Any other value raises an error.

sff convert file.sff -f hff
sff convert file.sff --format hff

The default format (if none is specified) is sff (XML).

sff convert file.hff

results in file.sff as output.

Verbose Operation

As with many Linux shell programs the -v/--verbose option prints status information on the terminal.

sff convert --verbose file.hff
Tue Sep 12 15:29:18 2017 Seting output file to file.sff
Tue Sep 12 15:29:18 2017 Converting from EMDB-SFF (HDF5) file file.hff
Tue Sep 12 15:30:03 2017 Created SFFSegmentation object
Tue Sep 12 15:30:03 2017 Exporting to file.sff
Tue Sep 12 15:30:07 2017 Done

Specify Details

The EMDB-SFF data model provides for an optional <details/> tag for auxilliary information. The contents of this option will be put into <details/>.

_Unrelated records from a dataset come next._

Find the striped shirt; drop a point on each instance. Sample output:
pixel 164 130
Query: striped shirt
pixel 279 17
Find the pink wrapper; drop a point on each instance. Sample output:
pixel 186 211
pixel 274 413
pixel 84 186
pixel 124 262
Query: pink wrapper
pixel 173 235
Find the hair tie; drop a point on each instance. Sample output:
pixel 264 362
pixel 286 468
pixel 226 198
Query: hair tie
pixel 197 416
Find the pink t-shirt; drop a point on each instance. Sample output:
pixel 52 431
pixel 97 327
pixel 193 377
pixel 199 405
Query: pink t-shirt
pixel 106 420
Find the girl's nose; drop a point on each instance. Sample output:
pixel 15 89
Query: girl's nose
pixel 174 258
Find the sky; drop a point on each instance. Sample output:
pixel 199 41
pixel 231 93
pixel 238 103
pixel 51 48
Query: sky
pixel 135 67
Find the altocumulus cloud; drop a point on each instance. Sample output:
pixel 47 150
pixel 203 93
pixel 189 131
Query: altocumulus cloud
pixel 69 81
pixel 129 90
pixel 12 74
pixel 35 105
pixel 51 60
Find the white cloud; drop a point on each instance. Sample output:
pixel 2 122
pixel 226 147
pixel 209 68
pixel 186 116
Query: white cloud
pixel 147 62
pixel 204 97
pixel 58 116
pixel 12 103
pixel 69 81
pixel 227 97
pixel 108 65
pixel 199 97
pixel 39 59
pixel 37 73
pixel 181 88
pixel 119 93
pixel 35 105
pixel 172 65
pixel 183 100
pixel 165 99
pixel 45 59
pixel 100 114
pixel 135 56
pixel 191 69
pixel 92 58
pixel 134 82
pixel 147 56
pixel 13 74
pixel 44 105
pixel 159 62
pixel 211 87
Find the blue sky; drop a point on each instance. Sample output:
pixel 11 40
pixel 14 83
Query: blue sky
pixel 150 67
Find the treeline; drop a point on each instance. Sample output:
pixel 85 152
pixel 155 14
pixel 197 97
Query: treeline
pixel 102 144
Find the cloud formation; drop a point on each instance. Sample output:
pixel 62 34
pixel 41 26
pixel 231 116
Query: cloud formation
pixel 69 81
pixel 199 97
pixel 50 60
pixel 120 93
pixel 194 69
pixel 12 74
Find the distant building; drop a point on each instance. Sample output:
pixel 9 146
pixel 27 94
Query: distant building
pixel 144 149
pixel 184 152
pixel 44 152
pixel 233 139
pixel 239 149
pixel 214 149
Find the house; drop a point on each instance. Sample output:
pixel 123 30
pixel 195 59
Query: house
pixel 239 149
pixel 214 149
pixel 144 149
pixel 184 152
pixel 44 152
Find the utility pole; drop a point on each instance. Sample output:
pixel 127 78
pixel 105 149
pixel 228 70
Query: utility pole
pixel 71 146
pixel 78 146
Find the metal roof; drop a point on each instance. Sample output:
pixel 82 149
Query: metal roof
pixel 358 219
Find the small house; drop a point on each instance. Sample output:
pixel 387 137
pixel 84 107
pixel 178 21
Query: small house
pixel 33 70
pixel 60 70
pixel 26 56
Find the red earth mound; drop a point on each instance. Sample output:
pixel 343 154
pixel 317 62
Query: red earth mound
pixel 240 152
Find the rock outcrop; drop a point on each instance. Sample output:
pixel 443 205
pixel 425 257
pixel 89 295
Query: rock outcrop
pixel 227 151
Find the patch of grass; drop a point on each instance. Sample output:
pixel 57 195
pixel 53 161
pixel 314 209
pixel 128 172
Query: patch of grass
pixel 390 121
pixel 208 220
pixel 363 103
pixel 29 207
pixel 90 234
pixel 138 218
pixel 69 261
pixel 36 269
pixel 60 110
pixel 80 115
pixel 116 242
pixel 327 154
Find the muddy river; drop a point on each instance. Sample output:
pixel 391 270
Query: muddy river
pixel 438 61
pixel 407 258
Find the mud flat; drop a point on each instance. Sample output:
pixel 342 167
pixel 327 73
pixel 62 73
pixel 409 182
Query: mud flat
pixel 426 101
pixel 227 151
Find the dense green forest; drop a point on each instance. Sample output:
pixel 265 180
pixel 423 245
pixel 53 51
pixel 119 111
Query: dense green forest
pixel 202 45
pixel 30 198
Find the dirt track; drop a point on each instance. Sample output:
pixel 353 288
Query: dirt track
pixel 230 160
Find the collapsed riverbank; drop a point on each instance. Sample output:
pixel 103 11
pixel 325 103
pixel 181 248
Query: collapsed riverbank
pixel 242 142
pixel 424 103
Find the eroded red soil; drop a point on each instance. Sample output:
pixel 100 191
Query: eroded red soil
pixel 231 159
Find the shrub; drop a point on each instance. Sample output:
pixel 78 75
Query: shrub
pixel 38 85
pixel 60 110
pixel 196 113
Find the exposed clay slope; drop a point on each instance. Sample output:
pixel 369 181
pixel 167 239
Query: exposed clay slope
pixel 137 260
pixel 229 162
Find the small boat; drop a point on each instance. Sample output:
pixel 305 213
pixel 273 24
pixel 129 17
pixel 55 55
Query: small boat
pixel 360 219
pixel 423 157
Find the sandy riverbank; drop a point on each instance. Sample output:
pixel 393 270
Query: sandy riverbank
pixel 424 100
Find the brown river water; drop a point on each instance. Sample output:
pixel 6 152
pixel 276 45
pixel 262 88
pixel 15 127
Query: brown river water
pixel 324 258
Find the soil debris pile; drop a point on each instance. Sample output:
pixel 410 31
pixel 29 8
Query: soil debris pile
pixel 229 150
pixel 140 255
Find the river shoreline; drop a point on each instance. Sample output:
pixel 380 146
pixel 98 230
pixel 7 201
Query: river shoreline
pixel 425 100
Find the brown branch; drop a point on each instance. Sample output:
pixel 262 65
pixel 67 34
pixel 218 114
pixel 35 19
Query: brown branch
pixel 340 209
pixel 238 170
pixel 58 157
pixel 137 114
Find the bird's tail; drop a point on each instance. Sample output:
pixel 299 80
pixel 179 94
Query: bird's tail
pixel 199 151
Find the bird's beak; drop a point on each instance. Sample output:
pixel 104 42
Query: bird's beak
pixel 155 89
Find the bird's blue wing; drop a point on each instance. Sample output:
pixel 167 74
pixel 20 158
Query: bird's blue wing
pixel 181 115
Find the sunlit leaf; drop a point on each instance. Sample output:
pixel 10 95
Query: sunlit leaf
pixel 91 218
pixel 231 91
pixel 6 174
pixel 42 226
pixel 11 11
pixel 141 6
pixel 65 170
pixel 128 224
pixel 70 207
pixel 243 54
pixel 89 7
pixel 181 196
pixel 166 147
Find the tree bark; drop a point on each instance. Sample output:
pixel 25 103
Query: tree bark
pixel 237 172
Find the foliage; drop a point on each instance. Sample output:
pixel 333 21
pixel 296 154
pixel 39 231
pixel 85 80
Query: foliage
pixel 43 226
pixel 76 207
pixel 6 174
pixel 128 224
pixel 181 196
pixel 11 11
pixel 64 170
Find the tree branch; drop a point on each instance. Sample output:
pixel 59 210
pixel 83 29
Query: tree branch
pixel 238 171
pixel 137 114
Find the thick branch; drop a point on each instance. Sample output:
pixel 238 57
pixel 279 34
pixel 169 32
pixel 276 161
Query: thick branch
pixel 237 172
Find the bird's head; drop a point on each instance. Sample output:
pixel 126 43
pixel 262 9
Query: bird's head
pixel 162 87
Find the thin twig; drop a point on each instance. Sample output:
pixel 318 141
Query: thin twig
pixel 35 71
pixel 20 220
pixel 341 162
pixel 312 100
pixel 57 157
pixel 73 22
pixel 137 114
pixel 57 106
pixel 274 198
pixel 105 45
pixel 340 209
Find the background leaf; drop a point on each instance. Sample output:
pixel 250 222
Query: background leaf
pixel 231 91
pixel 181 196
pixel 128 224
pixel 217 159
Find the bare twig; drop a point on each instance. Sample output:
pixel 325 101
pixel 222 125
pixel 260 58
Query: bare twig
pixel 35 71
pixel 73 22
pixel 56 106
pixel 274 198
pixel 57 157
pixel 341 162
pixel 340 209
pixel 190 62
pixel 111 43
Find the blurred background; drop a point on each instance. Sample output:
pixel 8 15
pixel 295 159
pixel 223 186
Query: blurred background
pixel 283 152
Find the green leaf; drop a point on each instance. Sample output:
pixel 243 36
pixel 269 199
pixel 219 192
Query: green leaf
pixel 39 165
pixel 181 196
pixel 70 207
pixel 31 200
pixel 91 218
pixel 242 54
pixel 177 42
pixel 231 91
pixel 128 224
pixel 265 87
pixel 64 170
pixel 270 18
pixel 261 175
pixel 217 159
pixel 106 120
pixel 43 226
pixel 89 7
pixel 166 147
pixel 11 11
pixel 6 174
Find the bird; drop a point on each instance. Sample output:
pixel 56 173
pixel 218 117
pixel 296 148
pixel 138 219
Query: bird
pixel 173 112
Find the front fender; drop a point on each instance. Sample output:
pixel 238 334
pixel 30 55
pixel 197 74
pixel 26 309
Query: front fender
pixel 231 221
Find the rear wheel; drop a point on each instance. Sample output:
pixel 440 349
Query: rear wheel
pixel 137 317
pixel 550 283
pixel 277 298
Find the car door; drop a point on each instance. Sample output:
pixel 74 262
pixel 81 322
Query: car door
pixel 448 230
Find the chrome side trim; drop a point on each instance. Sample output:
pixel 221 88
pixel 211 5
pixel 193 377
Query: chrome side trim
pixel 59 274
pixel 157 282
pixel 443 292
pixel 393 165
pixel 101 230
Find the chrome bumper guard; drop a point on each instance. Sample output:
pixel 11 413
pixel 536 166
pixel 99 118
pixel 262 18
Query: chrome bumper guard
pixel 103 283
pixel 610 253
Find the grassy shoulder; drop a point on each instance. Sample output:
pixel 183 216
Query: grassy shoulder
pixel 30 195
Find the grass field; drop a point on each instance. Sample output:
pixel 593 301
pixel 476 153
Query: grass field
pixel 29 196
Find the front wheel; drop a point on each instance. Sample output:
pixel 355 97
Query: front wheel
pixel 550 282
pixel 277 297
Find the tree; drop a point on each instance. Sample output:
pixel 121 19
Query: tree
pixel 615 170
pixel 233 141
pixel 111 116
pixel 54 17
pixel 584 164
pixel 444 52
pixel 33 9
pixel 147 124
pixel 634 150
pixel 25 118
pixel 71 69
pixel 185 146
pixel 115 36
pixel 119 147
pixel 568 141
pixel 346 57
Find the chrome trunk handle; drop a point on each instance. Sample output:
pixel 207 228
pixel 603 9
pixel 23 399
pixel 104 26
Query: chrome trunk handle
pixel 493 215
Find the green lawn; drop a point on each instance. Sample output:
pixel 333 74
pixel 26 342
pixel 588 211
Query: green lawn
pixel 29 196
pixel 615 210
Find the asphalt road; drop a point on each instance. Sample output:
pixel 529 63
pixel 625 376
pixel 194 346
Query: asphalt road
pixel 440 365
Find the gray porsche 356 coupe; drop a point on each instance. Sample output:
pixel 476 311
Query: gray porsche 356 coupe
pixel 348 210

sff convert --details "Lorem ipsum dolor..." file.sff

Todo

Allow a user to pass a file whose contents will be inserted into <details/>.

Changing The Primary Descriptor

The EMDB-SFF data model provides for three possible geometrical descriptors: meshes (meshList), shape primitives (shapePrimitiveList) and 3D volumes (threeDVolume).

The mandatory <primary_descriptor/> field specifies the main geometrical descriptor to be used when performing conversions and other processing tasks. Only valid values are allowed; otherwise a ValueError is raised.